Another benefit of splitting ticket coverage by product is that we now have the option of hiring specialized success engineers, focused on supporting a specific product. Since our enterprise customers have grown faster than we anticipated, we’re now looking specifically for Implementation Engineers, who are similar to success engineers, but dedicated to working with our enterprise customers.

Data-informed Success

Nowadays, customer service teams can be the reason why you win an enterprise contract over your competitor or why your users buy clothes from your store. Having Zendesk, Stripe, and Segment data available to analyze in Redshift not only helps us make decisions faster and with more confidence, but also be more disciplined about launching experiments.

Hopefully, this post inspired you to ask similar questions about your support team. Keep in mind that the queries and results alone aren’t everything!
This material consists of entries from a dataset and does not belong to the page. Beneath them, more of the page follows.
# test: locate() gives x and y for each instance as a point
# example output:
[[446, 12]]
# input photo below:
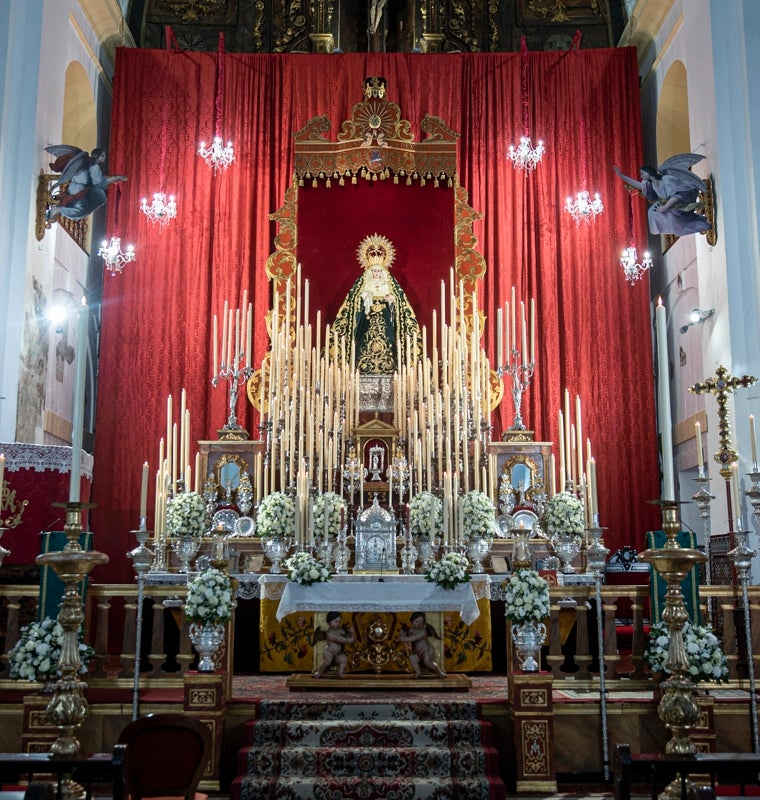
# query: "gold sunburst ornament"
[[376, 251]]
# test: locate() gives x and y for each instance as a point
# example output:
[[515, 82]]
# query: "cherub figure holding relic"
[[673, 190], [81, 186], [337, 636], [422, 654]]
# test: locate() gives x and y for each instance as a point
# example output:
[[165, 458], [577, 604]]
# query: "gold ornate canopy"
[[376, 144]]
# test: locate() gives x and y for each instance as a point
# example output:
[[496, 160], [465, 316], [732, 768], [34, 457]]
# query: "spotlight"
[[697, 317]]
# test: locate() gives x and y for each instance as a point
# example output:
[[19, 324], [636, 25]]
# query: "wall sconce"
[[697, 317]]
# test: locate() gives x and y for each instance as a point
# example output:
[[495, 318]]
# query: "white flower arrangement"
[[526, 597], [35, 655], [304, 568], [425, 514], [478, 516], [448, 572], [209, 598], [276, 517], [564, 513], [336, 510], [707, 662], [186, 514]]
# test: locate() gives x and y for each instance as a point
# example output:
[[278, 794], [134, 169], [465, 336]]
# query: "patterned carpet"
[[314, 748]]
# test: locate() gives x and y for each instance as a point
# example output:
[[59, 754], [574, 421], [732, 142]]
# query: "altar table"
[[288, 610], [367, 593]]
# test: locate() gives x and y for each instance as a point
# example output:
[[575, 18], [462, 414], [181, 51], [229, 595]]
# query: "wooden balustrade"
[[571, 649]]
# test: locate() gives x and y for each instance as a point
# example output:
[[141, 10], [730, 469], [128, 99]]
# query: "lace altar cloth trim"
[[272, 586], [367, 593], [42, 458]]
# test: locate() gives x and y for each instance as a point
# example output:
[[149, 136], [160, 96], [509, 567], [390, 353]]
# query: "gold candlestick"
[[677, 709], [67, 709]]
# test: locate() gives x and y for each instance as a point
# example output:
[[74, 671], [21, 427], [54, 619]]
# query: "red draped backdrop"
[[593, 329]]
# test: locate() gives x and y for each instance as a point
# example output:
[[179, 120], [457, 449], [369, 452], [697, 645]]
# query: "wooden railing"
[[167, 652]]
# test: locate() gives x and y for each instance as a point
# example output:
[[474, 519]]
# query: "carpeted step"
[[369, 711], [340, 761], [314, 750], [389, 733], [367, 787]]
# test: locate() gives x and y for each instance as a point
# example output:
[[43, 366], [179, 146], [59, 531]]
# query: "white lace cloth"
[[366, 593], [42, 458]]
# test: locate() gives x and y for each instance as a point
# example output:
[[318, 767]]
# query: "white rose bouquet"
[[335, 506], [209, 598], [526, 597], [276, 516], [451, 570], [425, 514], [186, 514], [35, 655], [304, 568], [478, 514], [564, 513], [707, 662]]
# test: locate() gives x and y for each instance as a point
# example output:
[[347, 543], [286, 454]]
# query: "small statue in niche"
[[376, 313], [673, 190], [81, 186], [336, 636]]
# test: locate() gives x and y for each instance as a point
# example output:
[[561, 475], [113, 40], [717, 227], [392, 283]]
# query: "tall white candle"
[[752, 442], [663, 393], [737, 502], [594, 496], [698, 437], [144, 493], [78, 414]]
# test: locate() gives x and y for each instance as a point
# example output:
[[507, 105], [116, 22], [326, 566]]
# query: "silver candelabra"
[[236, 376], [520, 372], [742, 556]]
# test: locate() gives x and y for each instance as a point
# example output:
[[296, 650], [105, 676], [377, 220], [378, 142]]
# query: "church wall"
[[734, 31], [56, 266], [19, 59]]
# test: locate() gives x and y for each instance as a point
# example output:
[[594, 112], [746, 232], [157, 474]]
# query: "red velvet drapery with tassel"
[[593, 329]]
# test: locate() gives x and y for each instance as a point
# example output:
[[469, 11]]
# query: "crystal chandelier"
[[217, 155], [525, 156], [160, 209], [631, 267], [114, 259], [584, 207]]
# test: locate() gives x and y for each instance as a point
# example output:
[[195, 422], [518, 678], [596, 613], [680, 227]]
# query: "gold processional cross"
[[721, 386]]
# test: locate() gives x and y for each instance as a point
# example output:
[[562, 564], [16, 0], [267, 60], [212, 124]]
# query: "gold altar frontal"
[[291, 644]]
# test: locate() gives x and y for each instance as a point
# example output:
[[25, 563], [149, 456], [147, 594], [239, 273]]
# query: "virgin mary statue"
[[376, 314]]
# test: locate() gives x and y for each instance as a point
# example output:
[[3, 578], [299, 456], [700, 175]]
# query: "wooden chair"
[[165, 756]]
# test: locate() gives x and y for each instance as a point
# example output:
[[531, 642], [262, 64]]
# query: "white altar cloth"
[[367, 593]]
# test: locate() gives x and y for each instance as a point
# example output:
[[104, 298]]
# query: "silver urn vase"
[[275, 550], [207, 639], [186, 547], [528, 638], [478, 548]]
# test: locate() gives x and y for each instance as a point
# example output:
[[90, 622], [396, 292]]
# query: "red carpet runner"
[[366, 751]]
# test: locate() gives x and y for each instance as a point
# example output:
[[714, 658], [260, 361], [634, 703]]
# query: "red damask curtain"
[[593, 329]]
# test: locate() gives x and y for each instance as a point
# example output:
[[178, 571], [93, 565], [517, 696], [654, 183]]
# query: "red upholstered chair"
[[165, 756]]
Be sure to take the time to read through a sample of the tickets to confirm any hypotheses the results are suggesting. Many times there could be an unexpected lurking reason that may skew the data in unexpected ways.

Lastly, there are many intangible benefits a success team can provide that can’t really (yet) be quantified. These benefits can build defensible brand equity and leave lasting impressions on customers. Some of these include customer referrals, which can drive down customer acquisition costs, or the reputation of having a personalized, consultative success team, which can help close enterprise deals.